Pronouncing unfamiliar characters names is always a challenge. Part of the reason for this is that English is such a confusing language. For example, you can make the “ah” sound with an “o” or an “a”. After living in Italy for three years, I got into the habit of using their much simpler system.
i: ee as in need
u: oo as in food
Last night, one of the ladies in my critique group had the challenge of figuring out how to pronounce my character’s names. I typically pronounce Calyn like Calvin without the “V”. My friend struggled with that. She wanted to say Caylyn. I told her to go ahead about halfway through. After all, I figured that any future readers could make that choice.

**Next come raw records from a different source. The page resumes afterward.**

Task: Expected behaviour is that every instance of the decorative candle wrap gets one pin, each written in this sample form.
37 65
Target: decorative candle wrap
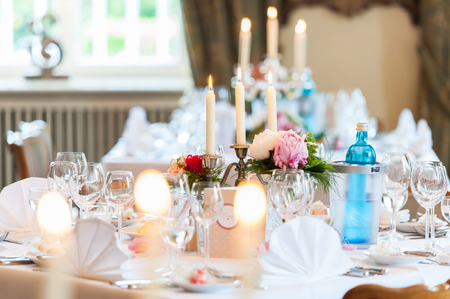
228 237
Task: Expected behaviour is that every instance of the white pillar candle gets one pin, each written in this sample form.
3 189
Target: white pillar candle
300 40
272 105
210 120
240 110
272 32
245 40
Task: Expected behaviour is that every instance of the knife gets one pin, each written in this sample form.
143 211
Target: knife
373 270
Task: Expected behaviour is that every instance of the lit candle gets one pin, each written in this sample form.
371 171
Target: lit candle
245 39
240 110
272 105
210 120
300 45
272 32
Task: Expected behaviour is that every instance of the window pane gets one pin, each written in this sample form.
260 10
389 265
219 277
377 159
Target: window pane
86 25
23 15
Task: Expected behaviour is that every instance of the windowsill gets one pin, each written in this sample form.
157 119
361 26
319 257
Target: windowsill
96 84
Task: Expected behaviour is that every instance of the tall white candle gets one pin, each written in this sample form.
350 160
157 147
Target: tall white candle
300 40
210 120
272 105
272 32
245 40
240 110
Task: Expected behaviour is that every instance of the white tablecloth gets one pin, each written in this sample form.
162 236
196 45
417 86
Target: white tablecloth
23 282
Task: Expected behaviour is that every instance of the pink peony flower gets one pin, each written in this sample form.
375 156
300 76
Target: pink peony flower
290 150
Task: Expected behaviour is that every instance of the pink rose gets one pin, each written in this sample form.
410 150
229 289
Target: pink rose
290 150
174 168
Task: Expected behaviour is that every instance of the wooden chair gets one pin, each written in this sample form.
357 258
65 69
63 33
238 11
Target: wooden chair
373 291
32 149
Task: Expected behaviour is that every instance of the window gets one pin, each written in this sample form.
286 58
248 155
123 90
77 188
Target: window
98 34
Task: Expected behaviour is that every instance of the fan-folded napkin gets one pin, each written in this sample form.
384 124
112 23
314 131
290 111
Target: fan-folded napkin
15 211
92 251
303 250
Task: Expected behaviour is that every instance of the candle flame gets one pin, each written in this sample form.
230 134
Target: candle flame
246 25
152 192
53 214
250 203
300 27
272 12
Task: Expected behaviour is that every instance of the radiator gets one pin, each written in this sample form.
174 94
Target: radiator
92 127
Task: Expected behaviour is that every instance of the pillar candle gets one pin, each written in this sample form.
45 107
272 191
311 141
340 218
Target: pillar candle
272 32
300 39
245 40
210 120
240 110
272 105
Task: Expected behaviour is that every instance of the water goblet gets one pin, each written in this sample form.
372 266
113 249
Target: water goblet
428 181
395 184
206 203
119 192
177 232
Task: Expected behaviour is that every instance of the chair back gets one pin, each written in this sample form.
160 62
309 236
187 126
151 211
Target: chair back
372 291
32 148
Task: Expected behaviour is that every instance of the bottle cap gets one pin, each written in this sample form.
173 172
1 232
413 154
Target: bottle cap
362 127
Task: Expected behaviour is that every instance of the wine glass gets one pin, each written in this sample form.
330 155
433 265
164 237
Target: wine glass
90 191
288 192
119 192
206 202
427 184
395 183
432 213
177 232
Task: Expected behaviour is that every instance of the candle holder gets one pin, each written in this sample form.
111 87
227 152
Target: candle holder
241 153
210 162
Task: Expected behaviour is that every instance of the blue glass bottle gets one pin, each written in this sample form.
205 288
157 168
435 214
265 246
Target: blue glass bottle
358 209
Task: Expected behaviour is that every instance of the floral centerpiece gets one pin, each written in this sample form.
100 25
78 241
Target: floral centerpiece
192 166
290 150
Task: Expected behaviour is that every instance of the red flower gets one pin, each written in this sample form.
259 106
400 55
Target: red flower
194 163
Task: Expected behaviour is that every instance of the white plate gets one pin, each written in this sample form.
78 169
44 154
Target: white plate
139 217
395 260
208 288
408 227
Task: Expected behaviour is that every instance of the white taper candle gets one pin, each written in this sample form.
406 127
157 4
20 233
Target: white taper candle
240 110
210 120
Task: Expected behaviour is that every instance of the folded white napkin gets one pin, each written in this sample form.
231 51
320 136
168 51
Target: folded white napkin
385 216
92 251
303 250
15 211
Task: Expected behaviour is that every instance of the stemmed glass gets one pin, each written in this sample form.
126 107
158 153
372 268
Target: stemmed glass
428 183
90 191
206 202
395 184
177 232
288 192
119 192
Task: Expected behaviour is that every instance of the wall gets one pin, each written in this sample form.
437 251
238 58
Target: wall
375 51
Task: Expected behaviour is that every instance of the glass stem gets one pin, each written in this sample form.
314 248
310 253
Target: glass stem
432 228
119 225
427 228
206 244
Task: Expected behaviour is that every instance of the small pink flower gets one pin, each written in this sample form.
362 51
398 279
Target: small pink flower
264 247
290 150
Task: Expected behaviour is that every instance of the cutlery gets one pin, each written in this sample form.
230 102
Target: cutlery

But I became aware of another challenge. I always pronounced the last name La-DURN-er with the accent on the second syllable. My friend put the accent on the first syllable and it came out more like this: LA-dur-ner. I actually liked it quite a bit. Now I’ll have to decide. I’ve never actually heard the name pronounced. I’m probably the only writer in the world who got the last name for her main character off the bottom of a lovely set of hand-turned wooden coasters.
Some writers offer help. I especially liked the scene in the fourth Harry Potter where Hermione works with Victor on the proper way to pronounce her name. Ms. Rowling found a creative way to cement the sound of Hermione’s name in her readers’ minds. Lois McMaster Bujold, on the other hand, has told readers to pronounce the names of people in her Vorkosigan series in any way that they like.